1) Finger Independence

This is the primary goal that we aspire to in Finger Workout™ - finger independence. There are other mechanics listed below, which focus on more specific movements and skills, but in the end they all still more or less contribute back to finger independence, or "dexterity" if you will. That is why the highest percentage of exercises in Finger Workout™ focus on finger independence, for that is what paves the way for all the rest of our playing, and makes all the other base skills become easier to us as we progress.

2) Stretch

People tend to think of stretching in simple terms of how many frets they span up the neck from a fixed position. That is an over-simplified viewpoint. In reality, stretching (where guitar playing and improvisation is concerned) is a lot more involved than that. Think of it more as "reach"... but not just up. We reach in all directions... up, down and across the neck, with all fingers. You might want to reach down the neck to phrase a difficult chord while retaining hand position. You may want to play a figure that requires you to stretch across the neck and back with any of your four fingers, at any give time. You will develop and improve in all forms of stretching within the Finger Workout™ program.

3) Lateral Movement

These are drills that specifically help you to get across the neck with greater ease, from low to high strings and vice-versa. It's my experience that this is often times the most neglected mechanic for developing players (especially string skipping). Why I don't know, but it just seems to be the case.
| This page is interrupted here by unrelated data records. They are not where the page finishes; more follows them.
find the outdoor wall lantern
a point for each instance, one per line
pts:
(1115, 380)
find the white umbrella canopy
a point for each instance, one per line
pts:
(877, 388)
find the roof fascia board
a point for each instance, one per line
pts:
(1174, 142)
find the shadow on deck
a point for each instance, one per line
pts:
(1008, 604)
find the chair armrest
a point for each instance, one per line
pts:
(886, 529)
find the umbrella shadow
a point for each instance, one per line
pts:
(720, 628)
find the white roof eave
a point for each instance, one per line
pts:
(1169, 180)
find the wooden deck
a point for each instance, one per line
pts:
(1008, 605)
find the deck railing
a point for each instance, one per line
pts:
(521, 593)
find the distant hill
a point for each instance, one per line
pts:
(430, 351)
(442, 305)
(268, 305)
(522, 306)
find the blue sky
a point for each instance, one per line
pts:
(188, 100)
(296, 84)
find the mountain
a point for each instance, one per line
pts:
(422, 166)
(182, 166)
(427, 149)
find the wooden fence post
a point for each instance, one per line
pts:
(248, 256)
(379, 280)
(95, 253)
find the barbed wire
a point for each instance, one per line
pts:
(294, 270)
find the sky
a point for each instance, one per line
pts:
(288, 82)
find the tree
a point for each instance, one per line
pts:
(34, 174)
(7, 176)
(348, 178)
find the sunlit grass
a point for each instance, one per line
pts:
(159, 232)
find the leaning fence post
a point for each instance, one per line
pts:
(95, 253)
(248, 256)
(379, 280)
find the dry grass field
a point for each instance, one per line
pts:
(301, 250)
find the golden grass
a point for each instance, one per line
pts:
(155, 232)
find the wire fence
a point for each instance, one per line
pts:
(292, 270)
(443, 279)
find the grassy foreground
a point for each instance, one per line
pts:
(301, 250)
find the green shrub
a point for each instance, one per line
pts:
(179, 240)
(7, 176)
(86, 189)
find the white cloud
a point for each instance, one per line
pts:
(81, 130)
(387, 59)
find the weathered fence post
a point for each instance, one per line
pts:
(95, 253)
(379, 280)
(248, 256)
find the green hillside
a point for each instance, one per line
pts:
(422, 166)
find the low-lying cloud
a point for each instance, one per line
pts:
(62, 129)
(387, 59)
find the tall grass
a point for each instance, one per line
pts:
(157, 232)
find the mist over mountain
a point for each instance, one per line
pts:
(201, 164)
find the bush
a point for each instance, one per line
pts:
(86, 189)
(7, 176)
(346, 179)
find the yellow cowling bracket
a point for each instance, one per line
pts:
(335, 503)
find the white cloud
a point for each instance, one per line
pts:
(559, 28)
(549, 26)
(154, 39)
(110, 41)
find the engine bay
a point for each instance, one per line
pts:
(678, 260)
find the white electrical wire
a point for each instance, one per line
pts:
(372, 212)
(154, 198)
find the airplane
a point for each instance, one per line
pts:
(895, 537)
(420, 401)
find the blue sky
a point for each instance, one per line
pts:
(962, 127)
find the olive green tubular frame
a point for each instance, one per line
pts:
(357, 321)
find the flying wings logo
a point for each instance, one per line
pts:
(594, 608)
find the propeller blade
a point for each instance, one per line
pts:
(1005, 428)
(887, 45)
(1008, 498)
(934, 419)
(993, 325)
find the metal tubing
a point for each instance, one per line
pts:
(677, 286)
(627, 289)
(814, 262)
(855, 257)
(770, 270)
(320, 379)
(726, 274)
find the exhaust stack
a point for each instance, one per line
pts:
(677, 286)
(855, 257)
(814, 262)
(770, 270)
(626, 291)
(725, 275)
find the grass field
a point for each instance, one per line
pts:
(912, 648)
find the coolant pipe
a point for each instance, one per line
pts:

In general, the more advanced you are in your stage of development, the more exaggerated and challenging the lateral exercises will become. But don't worry about what stage of development you are at right now... there are great lateral exercises for all skill levels in the database. And working your way up the ladder of difficulty is fun and very rewarding! In fact lateral exercise could lead to the fastest, most obvious, improvements that you feel in your overall soloing. (It did for me at least).

4) Longitudinal Movement

We obviously need to move up and down the neck when we play guitar, especially when it comes to soloing and improvisation. I have dubbed this mechanic "longitudinal movement." (creative, I know) There are actually two goals in the longitudinal movement category. One is simply changing neck position on the fly - moving your hand from the 5th fret to the 14th fret for example, quickly and seamlessly in the middle of a figure. The other side of longitudinal movement is a little more adventurous (and fun!), and that is changing neck position while we play as an integral part of the melody. You could think of it as "walking" the fretboard. You play a figure and the figure leads you to different neck positions as you play it. Both aspects of longitudinal movement are covered in the Finger Workout™ exercise library.

5) Sliding

Sliding is another type of longitudinal movement, It could probably have been lumped into the longitudinal movement category... however developing good accurate fluid sliding techniques is important enough to merit its own category. At least that's how I feel, so here we are. I once read that Steve Vai used to practice just sliding up and down the neck every day with each finger. If you've ever watch him play, note how effortless and integral sliding position changes are to his style.

6) Bending

What can you say about bending? This alone - probably more than any other technique - is what gives the guitar its unique expressive sound. It might be the most emotionally powerful aspect of the instrument. There's not much mystery to it. You push the string and it stretches to raise the pitch. You release and it comes back to normal pitch. It comes naturally to many players. So why work on it here? The focus of bending in this site is not to teach you how to play with "soul" (sorry, nobody can teach you that! That comes from within).

The bending exercises serve 3 purposes.

  1. Ensure that your bends are producing accurate pitches. This is often overlooked. Inaccurate bends can make you sound terrible.
  2. Push you beyond a typical whole step (2 fret) bend... some of the more advanced bend exercises challenge you to bend up 4 or even 5 frets.
  3. Train all the fingers to bend strongly and accurately, not just the usual 3rd and 4th fingers, that typically do most of your bending.